Endgame Puzzle – Can Player A stop Player B from winning ?

Player A rack FOXRIOT score 382 to play

Player B rack INST score 397.

It is Player A's turn. Can you see how Player B can win ? Can you stop it ?

Thoughts and analysis below.

On the first inspection, a 15 point gap holding an X should be a straightforward win for A. However B can play out on their next move in 3 places :

- Row 3 NITS or TINS making SAG (12 points)

- Row 5 NITS or TINS making AGS (10 points)

- Column L making LINTS (6 points).

Player A needs to score 15 points remove the deficit, another 6-12 points to outscore B’s play AND score enough to outscore the +/- of the remaining letters.

For example playing EX/EX in column 15 scores 34 points but leaves FORIOT (10 points) and doesn’t block B’s best play.

Thus the moves would go :

A :    EX/EX 382 + 34 = 416

B :    TINS/SAG   397 + 12 = 409 and out.

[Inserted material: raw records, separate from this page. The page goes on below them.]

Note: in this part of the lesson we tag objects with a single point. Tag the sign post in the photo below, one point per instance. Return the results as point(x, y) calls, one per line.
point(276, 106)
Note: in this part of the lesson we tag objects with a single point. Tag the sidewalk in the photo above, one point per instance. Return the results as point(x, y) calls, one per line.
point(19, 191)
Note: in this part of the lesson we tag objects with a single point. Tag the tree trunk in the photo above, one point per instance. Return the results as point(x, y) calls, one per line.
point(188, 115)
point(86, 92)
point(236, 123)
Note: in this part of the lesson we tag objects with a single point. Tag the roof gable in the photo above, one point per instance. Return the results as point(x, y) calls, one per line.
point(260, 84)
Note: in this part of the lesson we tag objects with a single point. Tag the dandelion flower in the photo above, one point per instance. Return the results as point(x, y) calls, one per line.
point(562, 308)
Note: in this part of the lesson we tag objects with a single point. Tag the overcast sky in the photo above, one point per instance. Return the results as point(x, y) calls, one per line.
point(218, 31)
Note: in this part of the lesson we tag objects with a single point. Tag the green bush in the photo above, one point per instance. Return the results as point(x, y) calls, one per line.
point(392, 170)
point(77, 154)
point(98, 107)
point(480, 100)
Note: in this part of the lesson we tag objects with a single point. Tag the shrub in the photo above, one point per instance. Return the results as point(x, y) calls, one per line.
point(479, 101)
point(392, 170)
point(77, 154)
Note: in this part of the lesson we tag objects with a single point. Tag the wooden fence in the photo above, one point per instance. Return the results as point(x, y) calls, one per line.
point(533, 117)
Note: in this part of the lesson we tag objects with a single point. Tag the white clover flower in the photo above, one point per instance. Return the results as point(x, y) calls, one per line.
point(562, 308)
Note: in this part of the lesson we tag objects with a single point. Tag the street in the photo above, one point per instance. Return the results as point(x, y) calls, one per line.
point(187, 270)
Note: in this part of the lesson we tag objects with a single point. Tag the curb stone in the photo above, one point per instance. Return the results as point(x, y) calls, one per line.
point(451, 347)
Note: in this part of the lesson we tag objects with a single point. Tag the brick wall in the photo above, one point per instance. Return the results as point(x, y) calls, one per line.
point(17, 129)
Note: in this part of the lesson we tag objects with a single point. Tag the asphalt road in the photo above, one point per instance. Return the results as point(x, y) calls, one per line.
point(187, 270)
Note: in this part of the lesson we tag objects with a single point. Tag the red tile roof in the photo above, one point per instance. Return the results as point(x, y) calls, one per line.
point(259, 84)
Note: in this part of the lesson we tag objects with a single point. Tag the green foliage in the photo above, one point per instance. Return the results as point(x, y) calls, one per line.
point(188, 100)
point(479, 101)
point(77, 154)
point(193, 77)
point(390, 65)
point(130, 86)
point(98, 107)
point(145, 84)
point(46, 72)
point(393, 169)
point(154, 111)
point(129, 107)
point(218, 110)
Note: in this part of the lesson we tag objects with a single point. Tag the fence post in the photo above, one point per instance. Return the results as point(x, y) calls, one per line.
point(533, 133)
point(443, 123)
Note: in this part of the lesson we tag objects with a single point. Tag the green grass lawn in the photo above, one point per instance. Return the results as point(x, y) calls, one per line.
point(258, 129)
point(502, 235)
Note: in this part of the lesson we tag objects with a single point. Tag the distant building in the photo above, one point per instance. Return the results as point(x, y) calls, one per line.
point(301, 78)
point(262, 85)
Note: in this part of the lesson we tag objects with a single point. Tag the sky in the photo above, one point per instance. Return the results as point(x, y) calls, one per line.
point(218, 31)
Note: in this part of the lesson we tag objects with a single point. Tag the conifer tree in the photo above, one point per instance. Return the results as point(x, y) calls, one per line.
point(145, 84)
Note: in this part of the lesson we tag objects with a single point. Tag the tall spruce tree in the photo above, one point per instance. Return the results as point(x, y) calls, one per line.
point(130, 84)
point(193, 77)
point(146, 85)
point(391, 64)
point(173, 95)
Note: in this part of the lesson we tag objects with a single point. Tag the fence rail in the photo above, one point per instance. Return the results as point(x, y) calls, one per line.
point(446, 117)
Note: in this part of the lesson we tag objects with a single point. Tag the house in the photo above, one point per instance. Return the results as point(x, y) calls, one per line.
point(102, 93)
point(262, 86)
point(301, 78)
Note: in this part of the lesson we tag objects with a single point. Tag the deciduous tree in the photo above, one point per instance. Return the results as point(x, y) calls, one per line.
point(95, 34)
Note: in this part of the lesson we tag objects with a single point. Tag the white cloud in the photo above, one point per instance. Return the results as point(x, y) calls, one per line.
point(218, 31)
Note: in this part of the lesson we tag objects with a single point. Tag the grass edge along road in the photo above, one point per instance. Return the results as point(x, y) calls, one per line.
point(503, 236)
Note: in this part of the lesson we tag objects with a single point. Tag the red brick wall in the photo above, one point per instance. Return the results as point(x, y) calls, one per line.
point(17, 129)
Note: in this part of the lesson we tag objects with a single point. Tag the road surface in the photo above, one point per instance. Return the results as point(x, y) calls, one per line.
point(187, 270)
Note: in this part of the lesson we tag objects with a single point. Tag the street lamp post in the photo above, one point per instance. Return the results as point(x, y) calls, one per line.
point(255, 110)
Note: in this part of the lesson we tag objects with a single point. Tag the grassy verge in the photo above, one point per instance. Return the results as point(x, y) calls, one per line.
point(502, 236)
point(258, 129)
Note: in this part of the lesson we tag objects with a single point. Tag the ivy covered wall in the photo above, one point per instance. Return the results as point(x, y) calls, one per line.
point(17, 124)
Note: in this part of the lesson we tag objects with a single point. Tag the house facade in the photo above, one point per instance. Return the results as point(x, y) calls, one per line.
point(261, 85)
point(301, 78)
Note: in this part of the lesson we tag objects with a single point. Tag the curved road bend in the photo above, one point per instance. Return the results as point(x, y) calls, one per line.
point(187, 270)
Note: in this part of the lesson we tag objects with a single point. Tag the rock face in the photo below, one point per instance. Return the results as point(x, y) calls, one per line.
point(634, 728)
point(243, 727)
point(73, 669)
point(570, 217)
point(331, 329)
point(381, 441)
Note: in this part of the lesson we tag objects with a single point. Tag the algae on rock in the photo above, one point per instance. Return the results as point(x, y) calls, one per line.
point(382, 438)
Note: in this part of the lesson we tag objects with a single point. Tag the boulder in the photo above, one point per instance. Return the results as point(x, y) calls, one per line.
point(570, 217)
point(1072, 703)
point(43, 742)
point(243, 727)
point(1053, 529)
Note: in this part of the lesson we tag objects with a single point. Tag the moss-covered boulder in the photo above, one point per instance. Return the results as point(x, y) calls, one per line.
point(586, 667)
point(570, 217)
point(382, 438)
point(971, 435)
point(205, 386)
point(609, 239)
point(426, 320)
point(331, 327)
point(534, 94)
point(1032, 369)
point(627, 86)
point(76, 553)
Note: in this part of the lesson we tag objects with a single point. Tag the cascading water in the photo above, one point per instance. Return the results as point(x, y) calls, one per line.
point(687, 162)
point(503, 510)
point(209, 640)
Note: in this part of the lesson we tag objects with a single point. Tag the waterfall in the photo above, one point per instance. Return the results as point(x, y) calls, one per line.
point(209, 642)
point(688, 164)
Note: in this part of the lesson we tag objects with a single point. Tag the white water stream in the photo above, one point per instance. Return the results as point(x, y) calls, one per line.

A :  416 – FORIOT (9) = 407.

B : 409 + FORIOT (9) = 418.

B wins  by 11.

A similar result occurs if player A plays FAX/HOAX row 9.

Player A can’t block the AG (B’s highest scoring places) without enhancing B’s scoring.

Example OXO/AGO scores 16, but B can play TINS/SAGO.

Similarly RIFT/TAG by A, leaves B with TINS/TAGS.

But there is one move by A which will guarantee a minimum of a draw, and an outside chance of a win!!!!!

That is to play FIXT/TAG scoring 32. (A’s Total score is now 414 with ROO to be subtracted if B plays out, i.e 411 final score)

B’s best play is to play TINS/TAGS  scoring 11 giving a total of 408 which with ROO to be added gives 411. A draw.

But what if B got greedy ?

The F of FIXT is two places below a triple word score, and SIFT scores a very reasonable 24.

It doesn’t finish the game so B would have a total of 421 (with an N left, so a final total of 420 assuming A plays out).

The score is now 414 for A, and 421 for B. A’s ROO  will score well in column H making ROOT/ZO for 23 winning the game easily.

So in summary, if both players played to the best of their ability, the final score is a 411  draw !!!